Reference population

Resident population in Germany, aged 18 to 79 years 

Data source

Nationwide RKI interview and examination surveys 1997-1999 (GNHIES98) and 2008-2011 (DEGS1) based on a population registry sample and self-completed questionnaire, medical interview, automated medicine registration and examination.

Number of cases

  • GNHIES98: n = 7,124
  • DEGS1: n = 7,115 (of which n = 2,923 had also participated in GNHIES98)

Calculation

  • Description: For the indicator, the figures for total, women and men are provided and are stratified by age group, residential area and education as far as the number of cases available for the figure is ≥ 5 and the statistical uncertainty in the estimate of the indicator is not considered too large (a coefficient variation ≤ 33.5%).
  • Stratification: The geographical classification of the residence of the participating person was carried out by region (north-east, north-west, middle-east, middle-west and south).

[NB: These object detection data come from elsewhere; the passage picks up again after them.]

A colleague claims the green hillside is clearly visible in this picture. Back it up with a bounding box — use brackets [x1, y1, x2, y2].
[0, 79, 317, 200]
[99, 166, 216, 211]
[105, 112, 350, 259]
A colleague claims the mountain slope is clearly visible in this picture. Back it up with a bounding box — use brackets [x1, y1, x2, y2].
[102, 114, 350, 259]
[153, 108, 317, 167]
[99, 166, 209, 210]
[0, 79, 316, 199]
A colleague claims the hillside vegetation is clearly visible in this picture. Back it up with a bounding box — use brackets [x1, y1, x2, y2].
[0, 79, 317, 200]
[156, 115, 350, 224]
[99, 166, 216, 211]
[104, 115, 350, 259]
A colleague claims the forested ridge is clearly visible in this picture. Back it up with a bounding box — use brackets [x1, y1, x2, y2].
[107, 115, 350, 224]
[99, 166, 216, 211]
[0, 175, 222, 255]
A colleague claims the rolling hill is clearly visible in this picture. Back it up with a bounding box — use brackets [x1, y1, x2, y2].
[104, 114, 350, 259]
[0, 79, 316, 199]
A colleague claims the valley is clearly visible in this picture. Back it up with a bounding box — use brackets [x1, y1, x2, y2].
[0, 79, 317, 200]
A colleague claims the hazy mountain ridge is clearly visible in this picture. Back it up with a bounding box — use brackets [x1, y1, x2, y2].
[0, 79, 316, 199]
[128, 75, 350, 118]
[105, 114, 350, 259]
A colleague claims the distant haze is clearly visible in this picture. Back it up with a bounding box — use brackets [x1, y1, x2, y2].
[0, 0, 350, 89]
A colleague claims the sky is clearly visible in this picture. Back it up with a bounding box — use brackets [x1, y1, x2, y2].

Educational status was determined using the CASMIN index, which takes information on both school and vocational training into account and allows a categorisation into a low, medium and high education group.
  • Weighting: In order to correct for deviations from the underlying reference population due to different participation rates or sampling probabilities, weighting factors were used when calculating the indicator. These adjust the surveys to the population structure of the reference population with regard to sex, age, federal state, German citizenship (yes / no), community type and education as of 31 December 1997 (GNHIES98) and 31 December 2010 (DEGS1). In DEGS1, the different participation probability of re-participants from GNHIES98 was also taken into account in the weighting.
  • Absolute values: Number of persons with known and unknown diabetes in the population aged 18 years or over (reference population), determined by extrapolating the number in the sample to the number in the reference population.
  • Age standardization: Age standardization and trend weighting was carried out by calculating the weighting factor in GNHIES98 using the age, sex and federal state structure of the reference population as of 31 December 2010.

Data quality

RKI interview and examination surveys provide representative results for the 18- to 79-year-old resident population of Germany. The population aged 80 years and over will only be included in future survey waves. As is the case in all population-based studies, underrepresentation of the seriously ill and those living in institutions must be assumed. Although the HbA1c threshold used is a guideline-based diagnosis criterion for diabetes, as a single blood glucose parameter it underestimates the prevalence of unknown diabetes in population-based studies (Cowie et al., 2010).